En cualquier caso, en el Irán de los ayatolás, el precio de la libertad ha sido siempre muy alto: muerte, tortura, confinamiento o exilio. De entre los que tuvieron que huir en los años 80, algunos lo hicieron al Irak de Sadam Husein. Y allí mantuvieron viva la llama de la oposición al régimen desde el campo de refugiados de Ashraf. Otros rehicieron su vida en Europa, en EEUU o en Canadá.

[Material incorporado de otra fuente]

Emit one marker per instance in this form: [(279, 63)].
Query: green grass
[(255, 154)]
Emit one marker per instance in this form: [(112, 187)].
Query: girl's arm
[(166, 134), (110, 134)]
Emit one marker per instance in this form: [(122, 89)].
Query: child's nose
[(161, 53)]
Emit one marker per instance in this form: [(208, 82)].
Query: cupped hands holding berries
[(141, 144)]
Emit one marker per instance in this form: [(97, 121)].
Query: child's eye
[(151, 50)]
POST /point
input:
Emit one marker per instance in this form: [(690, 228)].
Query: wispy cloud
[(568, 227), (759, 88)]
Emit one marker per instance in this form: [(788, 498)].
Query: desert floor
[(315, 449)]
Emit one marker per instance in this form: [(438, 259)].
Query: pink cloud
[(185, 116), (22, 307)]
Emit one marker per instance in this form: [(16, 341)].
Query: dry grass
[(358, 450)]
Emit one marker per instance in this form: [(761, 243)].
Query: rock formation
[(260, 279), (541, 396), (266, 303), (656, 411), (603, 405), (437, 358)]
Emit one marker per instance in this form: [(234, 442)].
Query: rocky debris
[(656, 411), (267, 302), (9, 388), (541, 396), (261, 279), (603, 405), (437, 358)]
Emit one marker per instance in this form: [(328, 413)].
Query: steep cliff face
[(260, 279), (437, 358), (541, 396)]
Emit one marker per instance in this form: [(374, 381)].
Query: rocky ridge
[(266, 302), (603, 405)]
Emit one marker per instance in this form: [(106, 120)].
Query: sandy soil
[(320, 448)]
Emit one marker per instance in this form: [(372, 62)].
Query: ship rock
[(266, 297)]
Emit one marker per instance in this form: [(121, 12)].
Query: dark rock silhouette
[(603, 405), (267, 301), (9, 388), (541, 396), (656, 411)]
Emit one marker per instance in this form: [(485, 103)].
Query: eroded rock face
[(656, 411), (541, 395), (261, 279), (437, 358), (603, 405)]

Pero como 39 años han dado para más de una generación, algunos de los niños nacidos en Occidente, cuando alcanzaron la mayoría de edad decidieron dejarlo todo y trasladarse al lugar que simbolizaba para ellos un Irán libre: Ashraf.

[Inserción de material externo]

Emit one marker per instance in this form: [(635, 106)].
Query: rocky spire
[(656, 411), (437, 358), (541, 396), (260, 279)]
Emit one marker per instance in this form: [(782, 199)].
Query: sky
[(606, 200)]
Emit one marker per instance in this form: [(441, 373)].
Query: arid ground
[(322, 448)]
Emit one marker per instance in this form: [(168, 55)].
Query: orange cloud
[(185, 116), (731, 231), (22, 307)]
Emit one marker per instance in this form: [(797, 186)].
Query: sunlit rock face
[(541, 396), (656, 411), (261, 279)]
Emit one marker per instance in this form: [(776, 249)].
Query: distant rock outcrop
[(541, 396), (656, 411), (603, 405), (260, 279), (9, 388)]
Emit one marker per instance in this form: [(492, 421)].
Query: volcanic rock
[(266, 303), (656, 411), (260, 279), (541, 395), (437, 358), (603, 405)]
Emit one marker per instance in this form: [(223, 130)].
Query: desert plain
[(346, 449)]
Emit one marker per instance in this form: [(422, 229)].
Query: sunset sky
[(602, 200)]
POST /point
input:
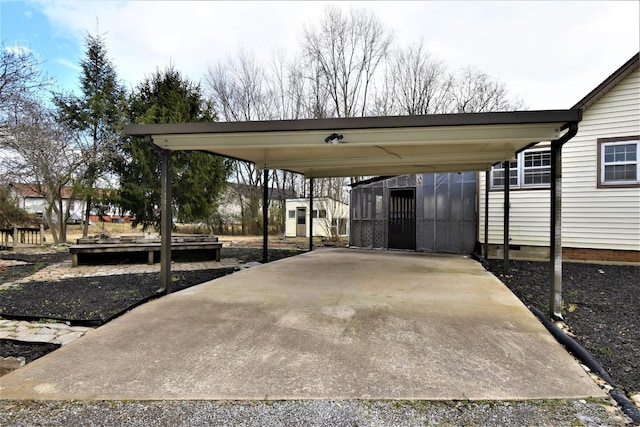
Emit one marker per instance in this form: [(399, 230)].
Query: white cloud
[(551, 53)]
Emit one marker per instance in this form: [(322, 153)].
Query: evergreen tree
[(94, 117), (198, 178)]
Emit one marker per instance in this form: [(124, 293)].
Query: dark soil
[(92, 300), (601, 308), (29, 350)]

La caída de Sadam y la posterior retirada del país de los EEUU, dejó en manos del Gobierno del proiraní Al Maliki y de la miopía de los gobiernos occidentales, la vida y la seguridad de estos refugiados. Pronto se vio que, a pesar de las garantías que el presidente iraquí había dado al Ejecutivo estadounidense, habían puesto al lobo a vigilar a las ovejas
En 2012, y tras 26 años viviendo en Ashraf, estos refugiados fueron obligados a trasladarse a Camp Liberty, un lugar insalubre en el noreste de Bagdad, en el que fueron confinados, sin ningún tipo de protección y a merced de un Gobierno que no pensaba cumplir lo prometido. En diciembre de 2013 ya habían sufrido cuatro ataques con misiles que se habían saldado con la muerte de 100 residentes y un millar de heridos. La pesadilla no había hecho más que empezar.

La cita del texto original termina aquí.